Other big investors in the stock as of the end of December were top holder Chilton Investment Company and QVT Financial.
Investors in Vivus have already been burned once after a previous FDA panel voted against the drug in July 2010, causing the shares to tumble as much as 60 percent to $4.90. The stock then made a steady climb back up to $10.55 as of Wednesday and then surged 78 percent on Thursday after the new recommendation by the FDA panel.
Some prominent FDA panel members recommended the study be conducted after approval.
"I think is a benefit-risk trade-off question," Dr. Sanjay Kaul, professor in the division of cardiology at Cedars Sinai Medical Center in Los Angeles, said during the panel discussion. "I would say that of all the obesity drugs, this drug has the highest efficacy in terms of weight loss.

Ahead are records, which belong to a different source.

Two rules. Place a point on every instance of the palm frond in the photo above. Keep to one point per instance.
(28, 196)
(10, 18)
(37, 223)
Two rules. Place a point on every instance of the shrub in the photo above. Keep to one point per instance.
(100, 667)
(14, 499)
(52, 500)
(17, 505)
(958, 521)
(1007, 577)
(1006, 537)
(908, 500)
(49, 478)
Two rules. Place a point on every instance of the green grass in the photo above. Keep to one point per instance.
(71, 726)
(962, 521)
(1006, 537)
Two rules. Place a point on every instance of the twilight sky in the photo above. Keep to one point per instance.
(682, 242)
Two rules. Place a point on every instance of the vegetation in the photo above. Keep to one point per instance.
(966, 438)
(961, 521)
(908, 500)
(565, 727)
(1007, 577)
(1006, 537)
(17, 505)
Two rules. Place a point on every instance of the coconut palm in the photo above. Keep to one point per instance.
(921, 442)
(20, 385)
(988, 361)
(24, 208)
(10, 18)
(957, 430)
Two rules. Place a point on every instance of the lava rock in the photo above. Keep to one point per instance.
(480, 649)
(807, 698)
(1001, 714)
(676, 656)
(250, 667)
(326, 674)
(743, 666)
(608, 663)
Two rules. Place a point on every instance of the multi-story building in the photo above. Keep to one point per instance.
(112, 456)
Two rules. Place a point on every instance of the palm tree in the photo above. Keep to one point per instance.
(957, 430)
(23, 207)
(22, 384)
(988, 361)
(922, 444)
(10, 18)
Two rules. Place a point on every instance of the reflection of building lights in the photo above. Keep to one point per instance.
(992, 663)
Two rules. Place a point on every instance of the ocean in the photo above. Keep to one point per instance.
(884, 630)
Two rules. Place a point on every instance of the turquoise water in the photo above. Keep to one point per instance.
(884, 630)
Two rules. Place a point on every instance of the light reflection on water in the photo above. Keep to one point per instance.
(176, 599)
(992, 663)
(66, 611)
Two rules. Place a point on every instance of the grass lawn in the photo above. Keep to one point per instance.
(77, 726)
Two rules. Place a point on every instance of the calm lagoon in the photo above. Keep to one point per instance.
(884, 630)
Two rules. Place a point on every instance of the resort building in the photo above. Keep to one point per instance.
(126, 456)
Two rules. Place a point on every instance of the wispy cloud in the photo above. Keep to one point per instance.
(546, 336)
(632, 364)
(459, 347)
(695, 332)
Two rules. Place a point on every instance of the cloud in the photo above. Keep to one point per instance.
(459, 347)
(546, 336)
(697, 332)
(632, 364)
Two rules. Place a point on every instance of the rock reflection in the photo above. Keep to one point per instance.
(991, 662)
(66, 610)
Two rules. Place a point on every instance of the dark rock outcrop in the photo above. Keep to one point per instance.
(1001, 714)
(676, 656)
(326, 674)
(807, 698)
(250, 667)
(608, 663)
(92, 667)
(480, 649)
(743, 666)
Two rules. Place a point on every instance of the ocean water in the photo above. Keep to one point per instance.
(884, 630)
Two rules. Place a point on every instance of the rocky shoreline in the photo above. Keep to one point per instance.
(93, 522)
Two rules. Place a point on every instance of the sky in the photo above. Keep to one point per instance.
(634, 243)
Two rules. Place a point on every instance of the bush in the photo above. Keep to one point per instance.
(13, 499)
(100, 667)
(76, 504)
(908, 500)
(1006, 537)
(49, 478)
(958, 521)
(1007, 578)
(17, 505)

This shifts the balance more in favor of requiring a post-approval rather than pre-approval study."
However, if FDA ultimately decides to ask for the study before approval, Kaul said "it would not be unreasonable."

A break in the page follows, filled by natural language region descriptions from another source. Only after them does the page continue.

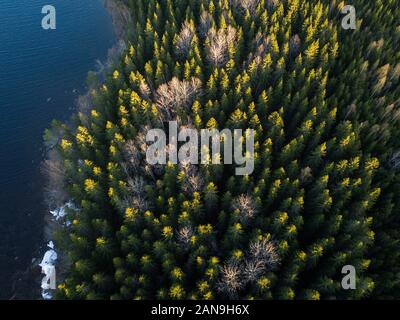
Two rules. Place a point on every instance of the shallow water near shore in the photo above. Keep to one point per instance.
(42, 73)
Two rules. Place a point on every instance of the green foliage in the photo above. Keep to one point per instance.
(324, 104)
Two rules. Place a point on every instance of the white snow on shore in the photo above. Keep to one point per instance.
(48, 268)
(61, 212)
(48, 263)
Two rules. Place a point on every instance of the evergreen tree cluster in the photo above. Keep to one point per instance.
(324, 104)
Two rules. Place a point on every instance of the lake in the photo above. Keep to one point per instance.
(42, 72)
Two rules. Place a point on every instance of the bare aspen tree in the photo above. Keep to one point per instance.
(184, 39)
(246, 206)
(217, 45)
(265, 251)
(206, 22)
(231, 281)
(177, 94)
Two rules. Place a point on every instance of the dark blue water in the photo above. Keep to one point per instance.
(41, 74)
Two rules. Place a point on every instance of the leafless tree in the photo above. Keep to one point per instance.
(136, 185)
(305, 175)
(184, 39)
(246, 5)
(394, 160)
(231, 281)
(184, 235)
(132, 155)
(144, 89)
(253, 270)
(261, 48)
(206, 21)
(177, 94)
(294, 45)
(271, 4)
(246, 206)
(193, 181)
(217, 45)
(140, 203)
(264, 251)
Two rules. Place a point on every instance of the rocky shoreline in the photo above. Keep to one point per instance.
(53, 220)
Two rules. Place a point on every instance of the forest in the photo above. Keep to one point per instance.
(324, 103)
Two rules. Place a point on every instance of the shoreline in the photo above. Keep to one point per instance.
(120, 16)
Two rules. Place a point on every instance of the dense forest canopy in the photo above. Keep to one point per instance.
(324, 104)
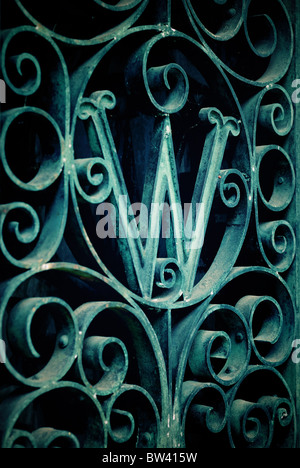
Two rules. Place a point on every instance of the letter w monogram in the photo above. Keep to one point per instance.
(143, 258)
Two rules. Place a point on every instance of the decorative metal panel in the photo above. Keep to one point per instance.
(147, 224)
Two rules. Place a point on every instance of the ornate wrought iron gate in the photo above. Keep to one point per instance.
(112, 338)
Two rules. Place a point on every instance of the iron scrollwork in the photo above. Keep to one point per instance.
(153, 340)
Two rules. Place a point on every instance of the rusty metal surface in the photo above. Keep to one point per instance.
(148, 341)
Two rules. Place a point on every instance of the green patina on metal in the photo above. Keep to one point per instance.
(125, 341)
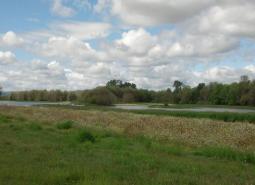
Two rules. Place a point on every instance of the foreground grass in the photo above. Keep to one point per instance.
(44, 153)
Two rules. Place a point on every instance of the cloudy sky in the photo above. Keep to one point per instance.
(81, 44)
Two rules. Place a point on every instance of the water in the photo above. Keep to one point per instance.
(132, 107)
(202, 109)
(28, 103)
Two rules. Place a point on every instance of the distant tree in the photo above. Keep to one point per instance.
(177, 85)
(100, 96)
(121, 84)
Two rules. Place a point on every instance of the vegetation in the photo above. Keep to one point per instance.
(122, 148)
(99, 96)
(116, 91)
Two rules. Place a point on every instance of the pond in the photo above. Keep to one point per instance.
(28, 103)
(196, 109)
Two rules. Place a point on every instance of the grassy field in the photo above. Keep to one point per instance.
(193, 106)
(55, 146)
(221, 116)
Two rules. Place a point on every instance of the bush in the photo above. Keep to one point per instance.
(100, 96)
(65, 125)
(84, 136)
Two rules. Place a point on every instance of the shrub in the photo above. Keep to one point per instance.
(65, 125)
(84, 136)
(100, 96)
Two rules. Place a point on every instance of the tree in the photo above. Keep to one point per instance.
(177, 85)
(100, 96)
(1, 90)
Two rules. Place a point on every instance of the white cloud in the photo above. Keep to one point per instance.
(78, 29)
(62, 47)
(58, 8)
(7, 57)
(11, 39)
(136, 41)
(154, 12)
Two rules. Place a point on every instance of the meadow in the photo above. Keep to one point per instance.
(53, 146)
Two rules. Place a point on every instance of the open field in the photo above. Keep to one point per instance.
(52, 146)
(193, 106)
(221, 116)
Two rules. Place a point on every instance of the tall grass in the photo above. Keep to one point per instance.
(221, 116)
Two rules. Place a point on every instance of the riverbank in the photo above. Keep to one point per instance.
(98, 147)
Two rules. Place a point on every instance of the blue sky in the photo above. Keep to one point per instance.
(81, 44)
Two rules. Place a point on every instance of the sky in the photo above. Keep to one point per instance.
(82, 44)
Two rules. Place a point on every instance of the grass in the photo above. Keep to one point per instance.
(185, 106)
(221, 116)
(87, 154)
(65, 125)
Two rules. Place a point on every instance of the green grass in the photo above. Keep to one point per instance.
(65, 125)
(37, 153)
(221, 116)
(193, 106)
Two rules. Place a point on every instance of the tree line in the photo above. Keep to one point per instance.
(117, 91)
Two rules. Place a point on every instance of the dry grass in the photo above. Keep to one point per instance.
(194, 132)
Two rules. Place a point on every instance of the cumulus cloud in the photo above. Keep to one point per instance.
(148, 42)
(59, 9)
(7, 57)
(11, 39)
(78, 29)
(153, 12)
(62, 47)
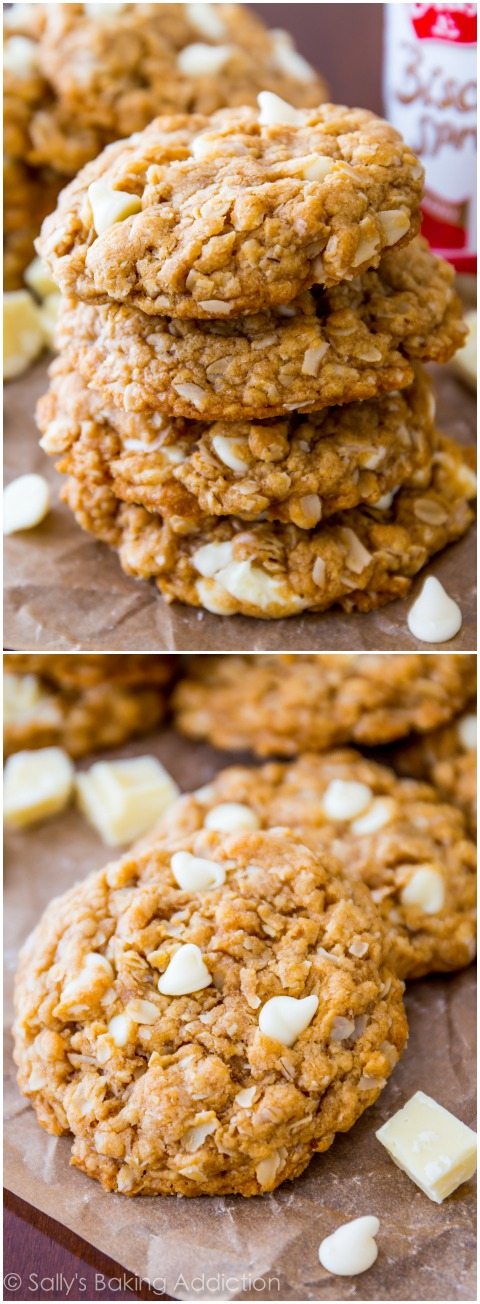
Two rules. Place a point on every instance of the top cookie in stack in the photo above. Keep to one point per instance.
(244, 267)
(78, 76)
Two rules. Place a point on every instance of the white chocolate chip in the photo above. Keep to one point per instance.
(124, 798)
(24, 337)
(285, 1017)
(213, 557)
(425, 889)
(201, 60)
(20, 56)
(343, 800)
(395, 223)
(38, 278)
(358, 558)
(121, 1029)
(26, 502)
(466, 730)
(110, 206)
(313, 357)
(142, 1011)
(288, 60)
(185, 973)
(380, 814)
(245, 1097)
(193, 874)
(435, 617)
(225, 449)
(275, 111)
(205, 18)
(231, 818)
(351, 1248)
(37, 784)
(193, 1137)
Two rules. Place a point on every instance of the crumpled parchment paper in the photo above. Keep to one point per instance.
(266, 1247)
(64, 591)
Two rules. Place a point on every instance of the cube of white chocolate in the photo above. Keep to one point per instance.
(124, 798)
(433, 1148)
(37, 784)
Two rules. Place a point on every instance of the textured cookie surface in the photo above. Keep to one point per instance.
(448, 759)
(393, 833)
(236, 213)
(351, 342)
(187, 1094)
(296, 470)
(358, 560)
(90, 77)
(285, 704)
(81, 703)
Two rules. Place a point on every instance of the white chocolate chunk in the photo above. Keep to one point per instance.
(343, 800)
(225, 449)
(124, 798)
(20, 56)
(285, 1017)
(195, 874)
(37, 784)
(425, 888)
(206, 20)
(185, 973)
(201, 60)
(351, 1248)
(394, 223)
(37, 275)
(435, 617)
(22, 333)
(433, 1148)
(288, 60)
(211, 558)
(121, 1029)
(26, 502)
(380, 814)
(231, 816)
(110, 206)
(466, 730)
(275, 111)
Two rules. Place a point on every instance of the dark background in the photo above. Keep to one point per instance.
(345, 42)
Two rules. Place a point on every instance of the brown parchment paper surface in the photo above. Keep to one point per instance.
(265, 1247)
(65, 591)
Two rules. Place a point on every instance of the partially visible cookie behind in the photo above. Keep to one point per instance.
(185, 1094)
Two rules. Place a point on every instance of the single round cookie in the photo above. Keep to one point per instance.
(358, 560)
(81, 708)
(222, 1068)
(90, 74)
(393, 833)
(234, 211)
(295, 470)
(351, 342)
(446, 758)
(286, 704)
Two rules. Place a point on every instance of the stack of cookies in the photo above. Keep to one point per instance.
(78, 76)
(239, 400)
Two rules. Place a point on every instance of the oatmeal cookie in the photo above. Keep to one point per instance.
(189, 1094)
(358, 560)
(286, 704)
(84, 711)
(351, 342)
(106, 73)
(235, 214)
(393, 833)
(446, 758)
(292, 470)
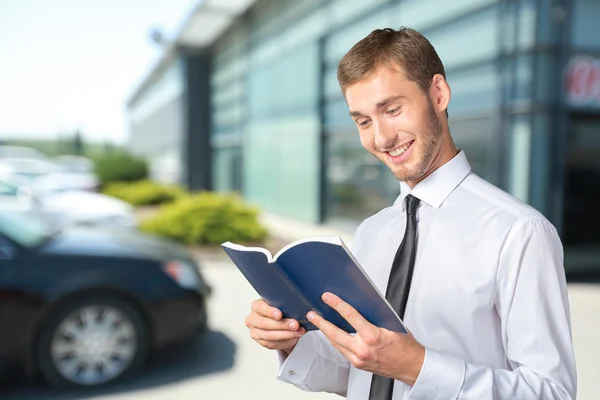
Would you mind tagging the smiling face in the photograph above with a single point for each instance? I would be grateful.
(400, 124)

Vivus' Qnexa competes with Arena Pharmaceuticals Inc's lorcaserin and Orexigen Therapeutics Inc's Contrave.
Investors are likewise grappling with the risks against the potential reward.

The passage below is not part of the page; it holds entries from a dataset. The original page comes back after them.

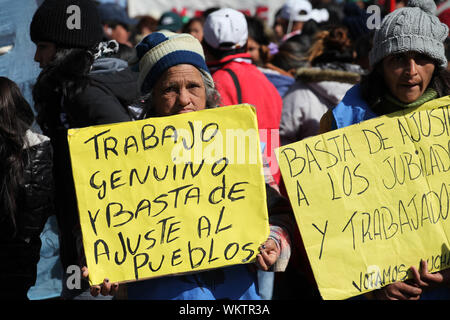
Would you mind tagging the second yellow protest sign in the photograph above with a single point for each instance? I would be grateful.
(372, 199)
(170, 195)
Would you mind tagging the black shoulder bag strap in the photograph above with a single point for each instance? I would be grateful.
(236, 84)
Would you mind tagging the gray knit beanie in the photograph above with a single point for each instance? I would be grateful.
(411, 28)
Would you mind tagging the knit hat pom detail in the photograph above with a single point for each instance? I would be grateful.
(426, 5)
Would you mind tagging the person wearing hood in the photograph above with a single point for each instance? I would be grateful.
(77, 87)
(408, 69)
(320, 86)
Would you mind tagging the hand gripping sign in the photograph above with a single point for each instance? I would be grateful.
(372, 199)
(170, 195)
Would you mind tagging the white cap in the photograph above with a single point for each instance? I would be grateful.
(296, 10)
(226, 29)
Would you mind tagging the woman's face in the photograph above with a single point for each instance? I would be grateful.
(180, 89)
(253, 49)
(407, 75)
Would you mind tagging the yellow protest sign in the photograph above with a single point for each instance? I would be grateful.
(372, 199)
(170, 195)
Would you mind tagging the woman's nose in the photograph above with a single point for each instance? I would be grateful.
(411, 66)
(184, 97)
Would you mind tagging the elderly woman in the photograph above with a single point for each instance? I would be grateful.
(174, 79)
(408, 69)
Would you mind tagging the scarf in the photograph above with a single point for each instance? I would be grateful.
(389, 103)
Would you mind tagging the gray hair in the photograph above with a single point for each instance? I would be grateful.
(212, 97)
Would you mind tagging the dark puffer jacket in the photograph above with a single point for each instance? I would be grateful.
(19, 256)
(67, 98)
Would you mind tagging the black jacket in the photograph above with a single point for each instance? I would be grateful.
(19, 255)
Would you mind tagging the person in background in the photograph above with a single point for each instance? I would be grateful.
(174, 79)
(319, 87)
(170, 21)
(145, 26)
(409, 68)
(117, 25)
(26, 192)
(238, 80)
(80, 85)
(195, 27)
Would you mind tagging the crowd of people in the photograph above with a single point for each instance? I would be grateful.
(319, 67)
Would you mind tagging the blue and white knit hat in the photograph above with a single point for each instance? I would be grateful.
(159, 51)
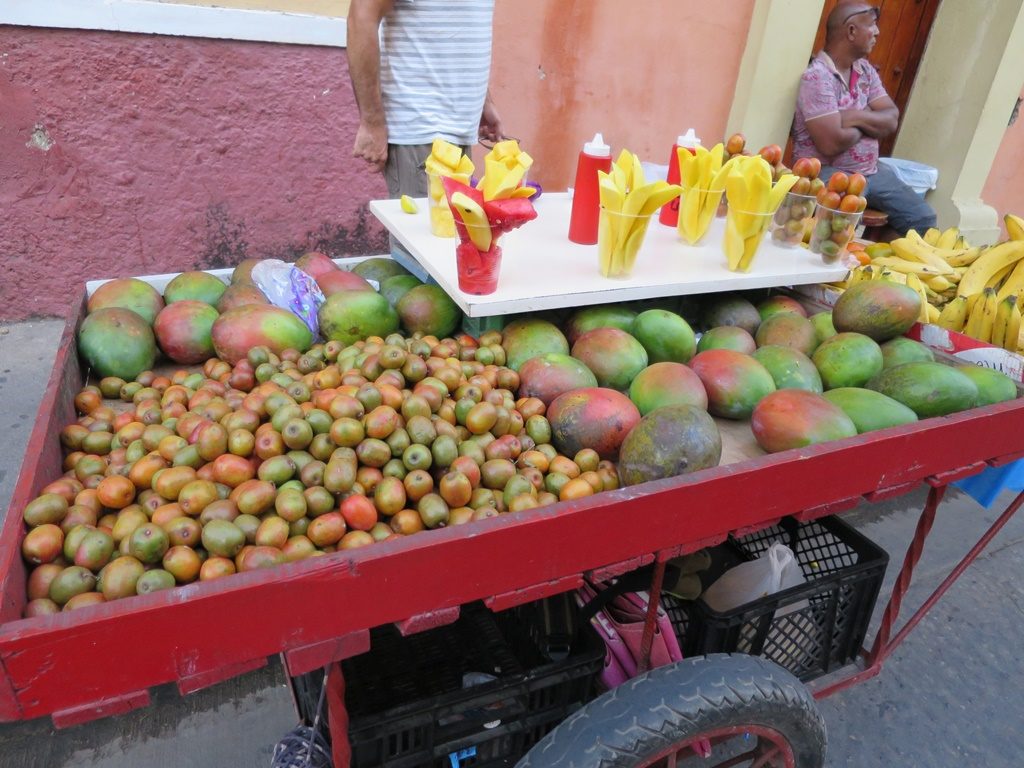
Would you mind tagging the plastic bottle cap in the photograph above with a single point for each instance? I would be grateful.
(597, 147)
(688, 139)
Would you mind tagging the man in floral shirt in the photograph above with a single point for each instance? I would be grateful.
(843, 111)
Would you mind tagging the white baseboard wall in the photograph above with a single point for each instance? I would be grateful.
(147, 16)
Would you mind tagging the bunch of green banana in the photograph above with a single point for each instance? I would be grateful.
(985, 317)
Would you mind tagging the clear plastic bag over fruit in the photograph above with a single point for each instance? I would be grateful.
(291, 289)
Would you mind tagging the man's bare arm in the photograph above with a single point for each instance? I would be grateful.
(830, 136)
(879, 120)
(365, 68)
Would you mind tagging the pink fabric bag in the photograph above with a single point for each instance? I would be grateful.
(619, 619)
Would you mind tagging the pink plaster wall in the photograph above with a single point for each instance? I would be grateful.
(133, 154)
(157, 154)
(1004, 189)
(641, 72)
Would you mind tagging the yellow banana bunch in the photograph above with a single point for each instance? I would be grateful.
(940, 283)
(953, 314)
(702, 179)
(1001, 323)
(1015, 226)
(948, 238)
(753, 200)
(913, 248)
(906, 266)
(912, 281)
(445, 159)
(1011, 339)
(987, 266)
(628, 202)
(979, 324)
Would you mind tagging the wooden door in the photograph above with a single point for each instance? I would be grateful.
(903, 28)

"The stock broker targets (for Vivus' share price) are all over the map," Isaly said. "The range is $11 to $45, with the average being $27.25.
In the short term the risk is that the FDA overrides its panel, a relatively rare but not unheard-of event.
"Qnexa's near-term approvability can still be derailed by a negative CV (cardiovascular) panel in late March or by just an independent FDA conclusion," Jonathan Aschoff, an analyst at Brean Murray Carret & Co, said in a research note.
The nightmare long-term scenario for investors in Vivus would be for U.S. regulators to approve the drug, only for follow-up studies to reveal previously undetected safety problems that could restrict the drug's use, and possibly even lead to lawsuits.
In 2010, for example, the FDA announced it would significantly restrict the use of GlaxoSmithKline Plc's diabetes drug Avandia after post-approval reviews found the drug may have increased the risk of heart attack. Glaxo has had to contend with thousands of lawsuits related to the drug.
In general, investor sentiment has been improving toward the company. As of Jan. 31, about 17.5 percent of Vivus' shares were held "short" by investors betting the stock will fall. That was down from 18.9 percent in November and down from 24 percent last April.
"We see room for upside from current levels," said Simos Simeonidis, an analyst at Cowen and Co, in a research note. "However, this upside comes with execution and commercial risk."
Simeonidis said that assuming the drug is launched in the third quarter of this year, it could generate sales in the United States and Europe of $2.2 billion by 2019. He also said a big pharmaceutical company could buy Vivus outright.
FDA reviewers said patients taking Qnexa had more safety problems, including memory loss and higher heart rates, than those taking a placebo, though Vivus said there is no conclusive link between increased heart rate and heart health. The company also noted that the drug reduced blood pressure. High blood pressure can increase the risk of heart attack.
From a medical standpoint, the risk of cardiovascular problems from taking Qnexa are being weighed against the heart, and other health risks, such as diabetes, associated with obesity. But with such a history of failed weight loss drugs, regulators as well as investors, are wary.
Shares of Vivus, which is based in Mountain View, California, gained 77.5 percent to close at $18.73 on the Nasdaq, off an earlier high at $21.44.